Thanks to the reference to the archiving sites, Jim. The Internet Archive and its associated sites seem to be a worthy effort, though Fr.Komonchak is right about the enormity of the task. Here’s a site that gives a kind of snapshot of the efforts being made by the likes of the American Library Association, The Library of Congress and The Internet Archive. I wonder what kind of funding these efforts have, though.
Sorry! here’s the site:
http://www.archive.org/about/about.php
I have many of the same questions as Fr. Komonchak does. I can see the problems with long-term preservation of paper, though thankfully we have documents from millenia ago. (Yet who knows how much genius was lost to nature’s elements.) But what about electronic archiving? I know little about it, but Jim McK raises a good point about its retrieval. Wouldn’t electronic data have to re-stored (say, every 20 years) to ensure that it is being stored in a form that is compatible with the electronic retrieval system itself? As we know, electronic sysytems are evolving almost at light speed. Also, wouldn’t it be necessary to store such electronic information in multiple repositories to ensure against loss? And absent multiple repositories, any loss of information could be immense. It would be one thing to lose an archival newspaper for some reason, but perhaps catastrophic to lose hundreds of thousands of newspapers that had been digitized onto a single CD that has no back-up.
Even if all the online archival efforts at the Times and the Post work technically quite well over time–as I suspect they will–I’m still concerned about a couple other things:
- What about smaller papers, which often don’t leave articles posted for more than a few weeks or so?
- What about corrections and updates? While papers will often note that articles have been changed, the original text itself, usually unavailable online, can be extremely useful to researchers–especially when the incorrect/incomplete version is itself an interesting story, or sheds light on one. (And it’s hard to imagine the picture of Truman holding up the “Dewey Defeats Truman” copy of the Tribune having the same impact if he was instead holding up his laptop, on which some blogger had managed to capture a screenshot of the faulty headline in the short time before it was forever taken down…)
- washingtonpost.com is not really the site of the Washington Post–it’s technically a separate endeavor, w/ separate staff, etc.
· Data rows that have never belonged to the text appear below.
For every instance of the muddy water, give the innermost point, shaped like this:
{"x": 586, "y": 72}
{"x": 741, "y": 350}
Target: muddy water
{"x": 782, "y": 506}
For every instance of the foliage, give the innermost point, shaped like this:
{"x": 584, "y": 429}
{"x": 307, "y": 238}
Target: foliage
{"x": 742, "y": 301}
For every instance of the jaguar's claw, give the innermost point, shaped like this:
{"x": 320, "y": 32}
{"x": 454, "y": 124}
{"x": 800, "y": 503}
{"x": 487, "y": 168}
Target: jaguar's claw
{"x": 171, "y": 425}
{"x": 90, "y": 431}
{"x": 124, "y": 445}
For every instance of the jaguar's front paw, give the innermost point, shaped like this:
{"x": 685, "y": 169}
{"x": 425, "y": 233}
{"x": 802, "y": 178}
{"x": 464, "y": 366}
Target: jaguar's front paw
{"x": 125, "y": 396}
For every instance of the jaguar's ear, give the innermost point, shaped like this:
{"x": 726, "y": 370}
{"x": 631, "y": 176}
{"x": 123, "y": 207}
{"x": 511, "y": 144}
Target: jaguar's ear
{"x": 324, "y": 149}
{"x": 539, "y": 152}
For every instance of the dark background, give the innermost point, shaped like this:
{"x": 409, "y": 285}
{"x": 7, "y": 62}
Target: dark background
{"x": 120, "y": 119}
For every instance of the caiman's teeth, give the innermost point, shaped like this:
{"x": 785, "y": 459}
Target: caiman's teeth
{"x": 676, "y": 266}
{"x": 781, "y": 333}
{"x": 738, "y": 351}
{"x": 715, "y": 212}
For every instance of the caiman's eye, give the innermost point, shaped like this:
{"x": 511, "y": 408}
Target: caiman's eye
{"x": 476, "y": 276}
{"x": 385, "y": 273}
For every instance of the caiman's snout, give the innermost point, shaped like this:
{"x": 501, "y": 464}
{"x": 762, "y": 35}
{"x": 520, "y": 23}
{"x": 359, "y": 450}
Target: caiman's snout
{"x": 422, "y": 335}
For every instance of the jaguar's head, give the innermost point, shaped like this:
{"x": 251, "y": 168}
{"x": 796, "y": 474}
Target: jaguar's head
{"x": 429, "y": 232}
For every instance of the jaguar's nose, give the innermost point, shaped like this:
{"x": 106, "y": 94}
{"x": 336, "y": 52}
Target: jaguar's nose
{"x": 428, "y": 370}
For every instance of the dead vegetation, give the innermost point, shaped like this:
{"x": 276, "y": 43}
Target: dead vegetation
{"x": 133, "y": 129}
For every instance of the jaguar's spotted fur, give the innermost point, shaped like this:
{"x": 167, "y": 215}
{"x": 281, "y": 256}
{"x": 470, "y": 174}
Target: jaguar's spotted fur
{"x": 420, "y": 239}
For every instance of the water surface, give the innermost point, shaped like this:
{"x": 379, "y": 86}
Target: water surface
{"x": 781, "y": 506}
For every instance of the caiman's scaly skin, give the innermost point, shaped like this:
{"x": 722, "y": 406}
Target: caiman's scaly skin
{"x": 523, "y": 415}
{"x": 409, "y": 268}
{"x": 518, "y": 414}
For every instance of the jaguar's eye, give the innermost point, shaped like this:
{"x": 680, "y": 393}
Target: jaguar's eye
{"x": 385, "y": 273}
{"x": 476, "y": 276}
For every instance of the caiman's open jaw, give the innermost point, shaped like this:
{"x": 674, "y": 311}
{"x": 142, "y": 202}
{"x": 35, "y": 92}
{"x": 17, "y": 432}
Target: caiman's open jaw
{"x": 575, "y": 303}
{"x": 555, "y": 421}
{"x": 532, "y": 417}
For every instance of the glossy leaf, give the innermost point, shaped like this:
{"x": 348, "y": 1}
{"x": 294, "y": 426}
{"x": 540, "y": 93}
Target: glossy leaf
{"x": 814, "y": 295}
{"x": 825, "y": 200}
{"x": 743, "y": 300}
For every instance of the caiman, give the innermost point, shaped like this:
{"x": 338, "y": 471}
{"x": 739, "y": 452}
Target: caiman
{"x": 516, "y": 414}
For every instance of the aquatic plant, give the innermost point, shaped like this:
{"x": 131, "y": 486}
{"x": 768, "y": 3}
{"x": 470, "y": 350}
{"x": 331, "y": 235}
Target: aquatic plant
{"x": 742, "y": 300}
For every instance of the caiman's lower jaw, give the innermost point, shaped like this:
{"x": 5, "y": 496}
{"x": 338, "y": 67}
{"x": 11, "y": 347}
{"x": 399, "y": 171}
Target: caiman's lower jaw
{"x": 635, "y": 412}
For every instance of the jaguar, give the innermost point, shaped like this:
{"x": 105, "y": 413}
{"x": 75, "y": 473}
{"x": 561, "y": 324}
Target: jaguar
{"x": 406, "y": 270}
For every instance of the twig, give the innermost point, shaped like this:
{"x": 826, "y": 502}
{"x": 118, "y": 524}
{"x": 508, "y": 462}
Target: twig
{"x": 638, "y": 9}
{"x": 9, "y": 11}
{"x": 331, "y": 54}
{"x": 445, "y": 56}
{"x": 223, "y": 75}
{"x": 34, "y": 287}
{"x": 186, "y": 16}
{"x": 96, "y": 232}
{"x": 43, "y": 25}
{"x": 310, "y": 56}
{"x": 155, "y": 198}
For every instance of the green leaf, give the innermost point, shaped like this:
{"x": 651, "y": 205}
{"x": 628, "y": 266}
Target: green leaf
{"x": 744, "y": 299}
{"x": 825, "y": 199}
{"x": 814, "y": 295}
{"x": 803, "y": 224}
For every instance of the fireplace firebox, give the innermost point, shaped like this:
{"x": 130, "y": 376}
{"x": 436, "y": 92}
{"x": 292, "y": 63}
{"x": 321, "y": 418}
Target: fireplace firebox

So relying on the site as an archive of the printed paper, while in general a useful thing, gets more complicated in the context of questions of editorial accountability, etc.
When people die without leaving printouts of emails or a list of passwords, I guess their emails die with them.
Kinda makes spellcheck seem unnecessary.
Our wonderful Michigan State University librarians digitize print materials that are falling apart. They have a collection of 19th-Century Sunday school books, and a big collection of cookbooks as well as newspapers and other records.
The librarian who developed the digitization program gives seminars to public libraries about how to manage similar programs so that local records–including back issues of the local newspaper–can be converted into electronic formats.
The rising interest in genealogical research has helped push public libraries to preserve more local historical documents.
Digitization reduces the amount of handling of the originals and allows them to be kept longer, and also makes them more widely available.
As Jim noted, newspaper falls apart quickly, and it also takes up a lot of space in the library. Digitizing it means libraries can store more stuff in the space available.
What to keep in paper form and what to digitize and pitch has been a big debate among librarians and archivists. There was a fellow four or five years ago freaking out and writing books about how libraries shouldn’t throw anything away. But, practically speaking, the amount of information that exists today is such that you can’t keep it all.
The morning radio news this morning here in DC reported that forty years of compujerized data, including data for court cases, had been erased through human error or by some computer glitch.
40 years of court case data in DC has been erased?!
[Note to Self: No need to finish that pardon request to Pres. Bush.]